The rise in popularity of gambling, from brick-and-mortar establishments to the online world, have made such companies impossible to steer away from. The Football Association (FA), for example, previously had a deal with betting giant Ladbrokes. And, whilst that deal ended in 2017, Ladbrokes casino and sports betting platform continue to do well off the back of the lucrative sponsorship deal, even since it concluded.

 

In 2018, the gambling industry was worth £14.5 billion in the UK with sports betting equating to almost seven percent of that. As such, betting companies are major targets for sporting – particularly football clubs – for both exposure and financial reasons. But in which direction is this sponsorship heading?

Premier League and football

Half of the 20 Premier League sides taking part in the 2019-20 season went into the season with a gambling sponsor after signing deals worth a combined £69 million. Malta-based Betway was found to be the biggest contributor via its £10 million deal with West Ham United.

Incredibly, just three Premier League sides began this season without partnering a betting brand: Brighton & Hove Albion, Sheffield United and Southampton FC. Top-half sides such as the two Manchester clubs, Liverpool and Arsenal also sport official partnerships with betting brands off the pitch.

For Leicester City and Newcastle United, betting is at the heart of their clubs with the Foxes listing Bet365, Betway and W88.com as “valued club partners” and the Magpies entertaining Bet365 and MansionBet combined with Fun88 as its shirt sponsor.

Whilst the Premier League is undoubtedly the highest-profile, the rest of the English leagues are rife with betting branding too.
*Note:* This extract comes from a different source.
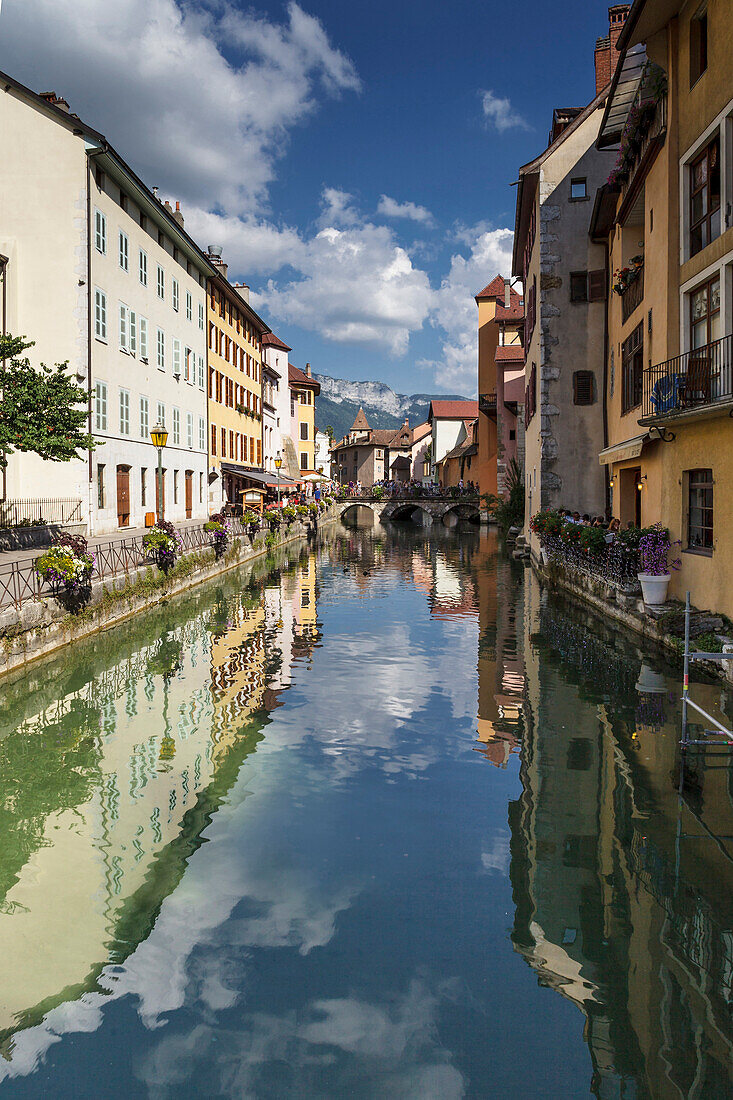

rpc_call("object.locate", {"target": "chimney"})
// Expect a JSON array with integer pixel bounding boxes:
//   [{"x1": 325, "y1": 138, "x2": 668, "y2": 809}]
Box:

Just seven Championship sides avoided entertaining betting companies as shirt sponsors before heading into the 2019-20 season.

Criticism and controversy

This has sparked a great deal of controversy in recent years with some criticising the advertisement of betting companies encouraging gambling and the issues that surround it. Even Irish betting brand Paddy Power used its space on both Huddersfield Town’s and Motherwell FC’s shirts in a bid to switch attention to the use of kits as “billboards” before the season began.

Others, like Premier League chief Richard Marsters, believe that football and gambling go hand-in-hand and that it is up to clubs themselves to police the potential problems.

That relaxed stance in itself does, however, seem to contradict the Premier League’s commitment to community programmes, which implement social inclusion and education projects in deprived areas with vulnerable people. The argument that the increase in gambling sponsorship is ‘failing addicts’ is not exactly a good look for the top flight of English football.

What is clear, though, is that betting branding will not stop if given the chance to proliferate. As the rise in gambling continues, so will the domination of betting branding in sport and, in particular, football.